Both of these are solutions I found manually, so you may be able to find smaller figures with the desired properties.
With four colors, there are 12 ways to combine them in a 2:2:1 proportion. We could try to find a 4-colored pentomino tiling where we could overlay a second pentomino tiling so that each color combination occurs in one pentomino. The graphic below is the result of a little exploratory noodling. I just picked a tiling at random, and then tried to see how far I could get with overlaying a second tiling without repeating a color combination or using one that is not 2:2:1. Getting 8 on my first try makes me optimistic about a solution existing.

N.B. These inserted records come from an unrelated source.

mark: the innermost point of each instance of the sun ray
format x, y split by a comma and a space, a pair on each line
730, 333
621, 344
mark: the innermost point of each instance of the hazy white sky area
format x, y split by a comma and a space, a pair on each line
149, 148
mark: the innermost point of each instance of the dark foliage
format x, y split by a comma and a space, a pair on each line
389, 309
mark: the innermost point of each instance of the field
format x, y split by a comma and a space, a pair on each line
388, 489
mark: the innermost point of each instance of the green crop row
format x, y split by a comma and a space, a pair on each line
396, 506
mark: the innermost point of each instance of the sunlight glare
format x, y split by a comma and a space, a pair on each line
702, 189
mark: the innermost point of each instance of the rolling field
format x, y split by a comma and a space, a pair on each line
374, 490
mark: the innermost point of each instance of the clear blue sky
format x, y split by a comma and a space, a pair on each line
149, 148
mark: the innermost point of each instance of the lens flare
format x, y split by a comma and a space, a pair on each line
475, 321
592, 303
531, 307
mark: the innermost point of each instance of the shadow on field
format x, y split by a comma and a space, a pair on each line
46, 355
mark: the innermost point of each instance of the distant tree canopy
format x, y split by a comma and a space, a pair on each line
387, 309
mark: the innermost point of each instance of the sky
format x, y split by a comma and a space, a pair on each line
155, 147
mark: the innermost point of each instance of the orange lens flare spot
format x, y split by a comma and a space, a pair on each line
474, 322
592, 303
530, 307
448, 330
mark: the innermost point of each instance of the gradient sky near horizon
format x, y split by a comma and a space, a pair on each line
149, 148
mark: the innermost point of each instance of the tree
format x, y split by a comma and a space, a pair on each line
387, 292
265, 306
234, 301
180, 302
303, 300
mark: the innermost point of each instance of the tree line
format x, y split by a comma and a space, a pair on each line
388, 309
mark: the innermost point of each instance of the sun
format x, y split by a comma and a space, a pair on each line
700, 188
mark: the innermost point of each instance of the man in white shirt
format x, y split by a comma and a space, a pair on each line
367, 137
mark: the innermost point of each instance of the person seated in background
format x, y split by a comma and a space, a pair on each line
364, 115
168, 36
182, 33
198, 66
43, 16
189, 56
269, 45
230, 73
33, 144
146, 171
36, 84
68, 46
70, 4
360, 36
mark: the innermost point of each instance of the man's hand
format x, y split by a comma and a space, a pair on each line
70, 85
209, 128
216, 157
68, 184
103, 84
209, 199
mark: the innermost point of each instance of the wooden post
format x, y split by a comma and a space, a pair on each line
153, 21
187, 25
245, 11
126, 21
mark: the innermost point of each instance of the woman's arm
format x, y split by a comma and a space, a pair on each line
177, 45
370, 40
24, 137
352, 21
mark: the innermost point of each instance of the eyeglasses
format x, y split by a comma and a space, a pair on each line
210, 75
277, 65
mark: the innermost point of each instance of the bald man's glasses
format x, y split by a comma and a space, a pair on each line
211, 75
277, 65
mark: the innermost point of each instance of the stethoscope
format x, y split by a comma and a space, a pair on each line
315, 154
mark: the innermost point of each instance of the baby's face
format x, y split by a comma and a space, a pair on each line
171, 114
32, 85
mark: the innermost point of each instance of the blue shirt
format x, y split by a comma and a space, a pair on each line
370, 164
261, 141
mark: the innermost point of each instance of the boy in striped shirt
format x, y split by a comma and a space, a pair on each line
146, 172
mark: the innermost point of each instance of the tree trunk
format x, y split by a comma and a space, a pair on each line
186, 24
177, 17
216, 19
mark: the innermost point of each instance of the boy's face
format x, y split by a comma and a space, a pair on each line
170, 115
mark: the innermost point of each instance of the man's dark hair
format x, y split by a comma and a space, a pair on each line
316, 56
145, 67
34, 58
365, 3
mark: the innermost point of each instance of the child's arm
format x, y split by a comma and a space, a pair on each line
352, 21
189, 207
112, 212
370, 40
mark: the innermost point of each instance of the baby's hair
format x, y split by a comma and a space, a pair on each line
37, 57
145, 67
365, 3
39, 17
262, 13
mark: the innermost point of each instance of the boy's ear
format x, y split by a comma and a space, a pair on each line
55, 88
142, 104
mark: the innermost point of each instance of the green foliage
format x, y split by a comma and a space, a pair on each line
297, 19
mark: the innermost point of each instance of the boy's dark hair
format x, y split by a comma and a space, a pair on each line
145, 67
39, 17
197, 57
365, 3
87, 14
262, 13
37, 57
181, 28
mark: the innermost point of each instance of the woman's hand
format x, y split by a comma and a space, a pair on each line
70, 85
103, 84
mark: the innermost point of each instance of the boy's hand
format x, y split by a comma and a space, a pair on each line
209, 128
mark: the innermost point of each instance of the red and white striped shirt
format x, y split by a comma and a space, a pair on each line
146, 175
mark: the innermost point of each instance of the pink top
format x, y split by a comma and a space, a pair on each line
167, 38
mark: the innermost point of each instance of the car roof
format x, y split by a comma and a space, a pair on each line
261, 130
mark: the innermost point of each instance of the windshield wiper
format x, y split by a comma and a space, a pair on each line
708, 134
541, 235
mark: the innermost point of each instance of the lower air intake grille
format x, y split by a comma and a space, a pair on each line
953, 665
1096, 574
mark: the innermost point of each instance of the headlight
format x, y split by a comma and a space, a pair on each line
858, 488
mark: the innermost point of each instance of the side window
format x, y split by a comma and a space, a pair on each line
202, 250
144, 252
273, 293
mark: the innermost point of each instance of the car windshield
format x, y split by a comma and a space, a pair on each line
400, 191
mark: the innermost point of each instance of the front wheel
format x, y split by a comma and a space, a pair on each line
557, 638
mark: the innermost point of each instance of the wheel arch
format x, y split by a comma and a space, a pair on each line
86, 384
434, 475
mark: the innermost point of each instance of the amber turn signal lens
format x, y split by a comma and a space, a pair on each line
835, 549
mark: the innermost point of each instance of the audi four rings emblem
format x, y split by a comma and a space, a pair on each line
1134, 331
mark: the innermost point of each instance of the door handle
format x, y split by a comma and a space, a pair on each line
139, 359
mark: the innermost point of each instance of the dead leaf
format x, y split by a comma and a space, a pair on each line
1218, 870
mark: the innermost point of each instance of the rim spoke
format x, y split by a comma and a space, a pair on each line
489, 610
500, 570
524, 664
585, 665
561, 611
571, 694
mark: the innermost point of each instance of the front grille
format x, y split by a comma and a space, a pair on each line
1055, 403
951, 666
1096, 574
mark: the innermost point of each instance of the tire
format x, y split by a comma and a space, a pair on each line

There’s nothing special about 2:2:1, either. Any proportions of the form a:a:b:c will give 12 combinations. (Zeros being implied.) So 3:1:1, or even 3:2 or 4:1 might be possible.
Problem 55: Find a pair of overlapping pentomino tilings of a rectangle where the first is 4-colored, and the second is cell-colored so that all color combinations with given color proportions are present in a single pentomino. And if that’s too easy, is it ever possible to take a solution to this problem, and then 4-color the second tiling so that the first has all of the color combinations?
We can also apply the complete set of color combinations concept to a cell-colored minimal common superform problem. Here’s a 23 cell superform of the pentominoes where each pentomino appears with a unique 2:2:1 color combination. Can you find a smaller one?
And that’s all I have for cell colorings for now. Coloring problems more generally are something I have come back to a number of times, and I expect to have another post or two to say on the subject as I plow through my as yet unblogged polyform material from the last year.